Le ministre français des Affaires étrangères Jean-Marc Ayrault s'est de son côté dit «préoccupé par les informations faisant état» d'une attaque chimique à Alep le 10 août, qui aurait fait quatre morts et des dizaines de blessés.

Interrogé à ce sujet à Genève, l'envoyé de l'ONU a déclaré: «Ce n'est pas à moi de trancher la question de savoir si elle a vraiment eu lieu, même s'il y a beaucoup de preuves tendant à démontrer que c'est le cas».

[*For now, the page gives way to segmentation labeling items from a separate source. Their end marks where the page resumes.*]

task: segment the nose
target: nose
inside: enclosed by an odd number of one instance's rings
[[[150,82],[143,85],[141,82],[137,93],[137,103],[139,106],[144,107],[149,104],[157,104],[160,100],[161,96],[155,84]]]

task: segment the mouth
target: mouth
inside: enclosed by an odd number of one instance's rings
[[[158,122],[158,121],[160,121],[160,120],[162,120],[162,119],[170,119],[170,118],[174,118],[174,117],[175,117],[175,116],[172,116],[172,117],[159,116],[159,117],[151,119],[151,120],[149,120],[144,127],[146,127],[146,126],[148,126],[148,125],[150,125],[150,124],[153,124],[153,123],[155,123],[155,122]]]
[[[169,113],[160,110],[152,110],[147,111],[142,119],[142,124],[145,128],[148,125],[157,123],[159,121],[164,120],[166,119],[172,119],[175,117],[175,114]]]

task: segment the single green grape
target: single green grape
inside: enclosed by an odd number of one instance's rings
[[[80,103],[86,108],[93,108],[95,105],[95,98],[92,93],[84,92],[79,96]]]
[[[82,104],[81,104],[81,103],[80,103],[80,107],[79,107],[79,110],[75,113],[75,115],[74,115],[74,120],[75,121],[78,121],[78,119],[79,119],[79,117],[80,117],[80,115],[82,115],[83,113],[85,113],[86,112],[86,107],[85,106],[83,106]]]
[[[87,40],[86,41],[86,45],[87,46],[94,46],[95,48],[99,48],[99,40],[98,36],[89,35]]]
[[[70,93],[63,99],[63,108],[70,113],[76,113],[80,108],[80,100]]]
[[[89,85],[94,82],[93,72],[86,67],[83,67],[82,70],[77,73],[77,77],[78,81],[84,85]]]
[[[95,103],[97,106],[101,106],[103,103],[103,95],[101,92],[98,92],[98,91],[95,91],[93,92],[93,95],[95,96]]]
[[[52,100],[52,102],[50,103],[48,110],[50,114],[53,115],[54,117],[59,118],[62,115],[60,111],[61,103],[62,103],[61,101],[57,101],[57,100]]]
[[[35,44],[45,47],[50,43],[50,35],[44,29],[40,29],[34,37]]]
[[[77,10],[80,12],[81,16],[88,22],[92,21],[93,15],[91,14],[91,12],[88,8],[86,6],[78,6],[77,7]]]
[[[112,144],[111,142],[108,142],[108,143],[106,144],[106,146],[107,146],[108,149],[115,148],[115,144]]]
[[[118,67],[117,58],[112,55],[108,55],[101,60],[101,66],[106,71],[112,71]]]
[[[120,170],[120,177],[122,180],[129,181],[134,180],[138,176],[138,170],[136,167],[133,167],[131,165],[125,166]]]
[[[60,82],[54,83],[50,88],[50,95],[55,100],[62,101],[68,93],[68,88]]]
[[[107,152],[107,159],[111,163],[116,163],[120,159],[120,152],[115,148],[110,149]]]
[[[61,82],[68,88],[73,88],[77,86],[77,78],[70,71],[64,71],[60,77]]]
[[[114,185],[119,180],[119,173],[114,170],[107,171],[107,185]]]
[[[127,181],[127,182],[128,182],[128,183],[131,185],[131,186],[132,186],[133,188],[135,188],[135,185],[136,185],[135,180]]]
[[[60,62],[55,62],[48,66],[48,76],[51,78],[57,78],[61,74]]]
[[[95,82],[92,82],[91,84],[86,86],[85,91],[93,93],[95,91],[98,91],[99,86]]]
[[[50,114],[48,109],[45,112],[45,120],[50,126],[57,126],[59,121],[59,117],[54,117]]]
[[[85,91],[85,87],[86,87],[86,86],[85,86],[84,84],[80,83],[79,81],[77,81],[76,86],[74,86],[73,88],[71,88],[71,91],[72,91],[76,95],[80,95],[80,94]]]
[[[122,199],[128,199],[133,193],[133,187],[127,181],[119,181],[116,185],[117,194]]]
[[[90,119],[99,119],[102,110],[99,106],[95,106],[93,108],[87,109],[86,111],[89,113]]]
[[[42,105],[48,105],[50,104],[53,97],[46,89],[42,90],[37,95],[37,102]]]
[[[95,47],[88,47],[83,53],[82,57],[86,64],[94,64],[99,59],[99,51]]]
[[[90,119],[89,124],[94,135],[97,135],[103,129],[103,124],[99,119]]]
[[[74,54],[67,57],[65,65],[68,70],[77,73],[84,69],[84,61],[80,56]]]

La Russie veut une base aérienne

Par ailleurs, la Turquie a proposé à Moscou de lutter ensemble contre les jihadistes de l'EI en Syrie.

Les deux pays soutiennent des camps différents en Syrie, Moscou, Bachar al-Assad alors qu'Ankara appuie les rebelles.

Mais dans la foulée du réchauffement récent des relations, une délégation de trois responsables turcs représentant l'armée, le renseignement et les affaires étrangères se trouvait en Russie jeudi pour des discussions notamment sur la Syrie, a précisé le chef de la diplomatie turque Mevlüt Cavusoglu.

«Nous allons discuter de tous les détails. Nous avons toujours appelé la Russie à des opérations anti-Daech (...) notre ennemi commun», a dit M. Cavusoglu, utilisant un acronyme en arabe de l'EI.

Ce groupe ultra-radical est accusé d'avoir commis des attentats sanglants en Turquie et il a menacé aussi la Russie. Les Américains avaient aussi proposé à la mi-juillet aux Russes une plus grande coopération contre «le fléau terroriste», notamment à travers un centre de commandement commun en Jordanie.

Moscou a souligné jeudi avoir «détruit une usine d'armes chimiques dans la banlieue nord-est» de Raqa, un entrepôt d'armes et un camp d'entraînement de l'EI.

La Russie envisage par ailleurs de transformer en base aérienne permanente son aérodrome militaire de Hmeimim, dans le nord-ouest de la Syrie, qui abrite ses avions utilisés pour des frappes contre les jihadistes, a annoncé jeudi un sénateur russe.

«Une fois son statut légal défini, Hmeimim deviendra une base militaire russe. Des infrastructures appropriées y seront construites et nos militaires y vivront dans des conditions dignes», a déclaré Franz Klintsevitch, vice-président du comité pour la Défense au sein du Conseil de la Fédération (chambre haute), dans un entretien au quotidien Izvestia.